Organisasi islam itu dimunculkan oleh para tokoh-tokoh islam yang mempunyai kapibilitas keilmuan dan keagamaan yang tak diragukan lagi. Organisasi islam ini juga melahirkan berbagai macam lembaga pendidikan beserta sistem dan isinya.
Untuk itu, makalah ini kami susun adalah untuk mencoba menerangkan sedikit tentang organisasi islam beserta pendidikan islam, serta peranannya dalam mengembangkan pendidikan di Indonesia.













BAB II
PEMBAHASAN

A.    Latar Belakang Lahirnya Organisasi Islam di Indonesia
Lahirnya beberapa organisasi Islam di Indonesia lebih banyak karena didorong oleh mulai tumbuhnya sikap patriotisme dan rasa nasionalisme serta sebagai respon terhadap kepincangan-kepincangan yang ada di kalangan masyarakat Indonesia pada akhir abad ke-19 yang mengalami kemunduran total sebagai akibat eksploitasi politik pemerintah kolonial Belanda.
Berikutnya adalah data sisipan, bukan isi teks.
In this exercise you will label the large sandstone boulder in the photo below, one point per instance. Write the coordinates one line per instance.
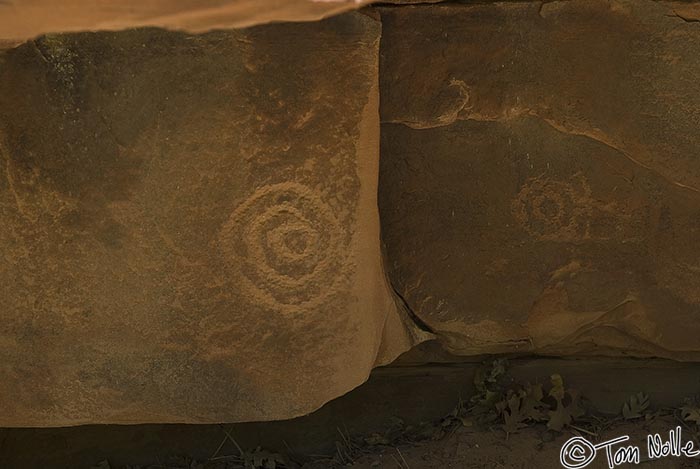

Langkah pertama diwujudkan dalam bentuk kesadaran berorganisasi.
Walaupun banyak cara ditempuh pemerintah kolonial waktu itu untuk membendung pergolakan rakyat Indonesia melalui media pendidikan namun tidak banyak membawa hasil, malahan makin menumbuhkan kesadaran tokoh-tokoh Organisasi Islam untuk melawan penjajah Belanda, dengan cara menumbuhkan dan mengembangkan sikap dan rasa nasionalisme di kalangan rakyat dengan melalui pendidikan. Dengan sendirinya kesadaran berorganisasi yang dijiwai oleh perasaan nasionalisme yang tinggi, menimbulkan perkembangan dan era baru di lapangan pendidikan dan pengajaran. Dan dengan demikian lahirlah Perguruan-perguruan Nasional, yang ditopang oleh usaha-usaha swasta (partikelir menurut istilah waktu itu) yang berkembanag pesat sejak awal tahun 1900an.
Para pemimpin pergerakan nasional dengan kesadaran penuh ingin mengubah keterbelakangan rakyat Indonesia. Mereka insyaf bahwa penyelenggaraan pendidikan yang bersifat nasional harus segera dimasukkan ke dalam agenda perjuangannya. Maka lahirlah sekolah-sekolah partikelir (swasta) atas usaha para perintis kemerdekaan. Sekolah sekolah itu semula memiliki dua corak, yaitu:
1.      Sesuai dengan haluan politik, seperti:
a.       Taman Siswa, yang mula-mula didirikan di Yogyakarta.
b.      Sekolah Syarikat Rakyat di Semarang, yang berhaluan Komunis.
c.       Ksatrian Institut, yang didirikan oleh Dr. Douwes Dekker (Dr. Setia Budi) di Bandung.
d.      Perguruan Rakyat, di Jakarta dan Bandung.
2.      Sesuai dengan tuntunan/ajaran agama (Islam), yaitu:
a.       Sekolah-sekolah serikat Islam
b.      Sekolah-sekolah Muhammadiyah
c.       Sumatera Tawalib di Padang Panjang
d.      Sekolah-sekolah Nahdatul Ulama
e.       Sekolah-sekolah Persatuan Umat Islam (PUI)
f.       Sekolah-sekolah Al-Jami’atul Wasliyah
g.      Sekolah-sekolah Al-Irsyad
h.      Sekolah-sekolah Normal Islam
i.        Dan masih banyak sekolah-sekolah lain yang didirikan oleh organisasi Islam maupun oleh perorangan di berbagai kawasan kepulauan baik dalam bentuk pondok pesantren maupun madrasah.[1]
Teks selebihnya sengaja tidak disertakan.